Since the autumn of 1943, under considerable pressure
from Stalin, the Allies had been planning a cross-channel
invasion of France from Britain. Under the direction of
U.S. General Dwight D. Eisenhower (1890 –1969), five
assault divisions landed on the Normandy beaches on
June 6, 1944, in history’s greatest naval invasion. An
initially indecisive German response enabled the Allied
forces to establish a beachhead. Within three months,
they had landed two million men and a half-million vehicles
that pushed inland and broke through the German
defensive lines.
After the breakout, Allied troops moved south and
east, liberating Paris by the end of August. By March
1945, they had crossed the Rhine and advanced farther
into Germany. In late April, they finally linked up with
Soviet units at the Elbe River. The Soviets had come a
long way since the Battle of Stalingrad in 1943. In the
summer of 1943, Hitler gambled on taking the offensive
by making use of newly developed “Tiger” tanks. At the
Battle of Kursk ( July 5–12), the greatest tank battle of
World War II, the Soviets soundly defeated the German
forces. Soviet forces now supplied with their own “T-34”

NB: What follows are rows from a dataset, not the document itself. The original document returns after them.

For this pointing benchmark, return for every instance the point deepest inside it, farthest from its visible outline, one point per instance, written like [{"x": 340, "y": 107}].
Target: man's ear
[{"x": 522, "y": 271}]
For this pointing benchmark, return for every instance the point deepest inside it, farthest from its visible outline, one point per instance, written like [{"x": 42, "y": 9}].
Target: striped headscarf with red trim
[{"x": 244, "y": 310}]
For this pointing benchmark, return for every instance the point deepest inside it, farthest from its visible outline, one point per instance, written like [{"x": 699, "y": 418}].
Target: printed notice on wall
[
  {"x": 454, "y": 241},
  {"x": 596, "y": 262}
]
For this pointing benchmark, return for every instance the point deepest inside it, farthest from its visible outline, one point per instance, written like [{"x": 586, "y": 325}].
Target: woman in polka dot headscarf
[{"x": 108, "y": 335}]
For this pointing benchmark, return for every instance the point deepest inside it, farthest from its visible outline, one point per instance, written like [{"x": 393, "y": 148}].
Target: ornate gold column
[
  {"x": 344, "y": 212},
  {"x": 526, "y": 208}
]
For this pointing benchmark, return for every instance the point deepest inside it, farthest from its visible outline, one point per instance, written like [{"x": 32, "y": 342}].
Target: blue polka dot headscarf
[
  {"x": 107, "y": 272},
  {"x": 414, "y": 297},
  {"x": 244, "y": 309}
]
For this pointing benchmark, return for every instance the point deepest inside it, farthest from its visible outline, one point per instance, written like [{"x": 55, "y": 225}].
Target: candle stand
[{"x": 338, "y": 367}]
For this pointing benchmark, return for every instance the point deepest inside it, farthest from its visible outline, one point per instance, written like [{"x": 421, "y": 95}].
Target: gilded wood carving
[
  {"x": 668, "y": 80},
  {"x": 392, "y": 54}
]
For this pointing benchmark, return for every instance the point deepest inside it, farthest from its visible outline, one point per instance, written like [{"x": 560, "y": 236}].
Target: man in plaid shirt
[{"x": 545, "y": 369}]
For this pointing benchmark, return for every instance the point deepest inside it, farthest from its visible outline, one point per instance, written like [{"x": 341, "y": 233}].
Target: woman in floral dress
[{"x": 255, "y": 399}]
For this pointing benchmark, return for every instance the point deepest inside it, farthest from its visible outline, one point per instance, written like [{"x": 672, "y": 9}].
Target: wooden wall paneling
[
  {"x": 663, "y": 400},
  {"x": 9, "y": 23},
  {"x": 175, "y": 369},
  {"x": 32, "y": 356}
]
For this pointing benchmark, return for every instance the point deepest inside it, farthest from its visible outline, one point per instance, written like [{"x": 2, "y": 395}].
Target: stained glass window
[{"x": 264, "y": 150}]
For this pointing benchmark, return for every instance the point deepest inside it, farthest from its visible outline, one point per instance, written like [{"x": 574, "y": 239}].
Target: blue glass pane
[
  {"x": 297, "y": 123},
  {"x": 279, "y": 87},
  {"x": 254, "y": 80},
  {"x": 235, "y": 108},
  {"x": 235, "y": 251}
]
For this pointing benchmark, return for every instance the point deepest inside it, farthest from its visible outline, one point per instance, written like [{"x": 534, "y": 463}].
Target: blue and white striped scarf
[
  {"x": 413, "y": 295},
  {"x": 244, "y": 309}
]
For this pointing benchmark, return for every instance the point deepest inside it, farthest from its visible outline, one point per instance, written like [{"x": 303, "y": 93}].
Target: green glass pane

heavy tanks, began a relentless advance westward. The
Soviets reoccupied the Ukraine by the end of 1943, lifted
the siege of Leningrad, and moved into the Baltic states
by the beginning of 1944. Advancing along a northern
front, Soviet troops occupied Warsaw in January 1945
and entered Berlin in April. Meanwhile, Soviet troops
along a southern front swept through Hungary, Romania,
and Bulgaria.
In January 1945, Hitler moved into a bunker 55 feet
under Berlin to direct the final stages of the war. He committed
suicide on April 30, two days after Mussolini was
shot by partisan Italian forces. On May 7, German commanders
surrendered. The war in Europe was over.
The war in Asia continued, although with a significant
change in approach. Allied war planners had initially
hoped to focus their main effort on an advance through
China with the aid of Chinese Nationalist forces trained
and equipped by the United States. But Roosevelt became
disappointed with Chiang Kai-shek’s failure to take
the offensive against Japanese forces in China and eventually
approved a new strategy to strike toward the Japanese
home islands directly across the Pacific. This islandhopping
approach took an increasing toll on enemy
resources, especially at sea and in the air.
As Allied forces drew inexorably closer to the main
Japanese islands in the summer of 1945, President Harry
Truman, who had succeeded to the presidency on the
death of Franklin Roosevelt in April, had an excruciatingly
difficult decision to make. Should he use atomic
weapons (at the time, only two bombs were available, and
their effectiveness had not been demonstrated) to bring
the war to an end without the necessity of an Allied invasion
of the Japanese homeland? The invasion of the
island of Okinawa in April had resulted in thousands of
casualties on both sides, with many Japanese troops committing
suicide rather than surrendering to enemy forces.
After an intensive debate, Truman approved use of
America’s new superweapon. The first bomb was dropped
on the city of Hiroshima on August 6. Truman then
called on Japan to surrender or expect a “rain of ruin from
the air.” When the Japanese did not respond, a second
bomb was dropped on Nagasaki. Japan surrendered unconditionally
on August 14. World War II, in which seventeen
million combatants died in battle and perhaps
eighteen million civilians perished as well (some estimate
total losses at fifty million), was finally over.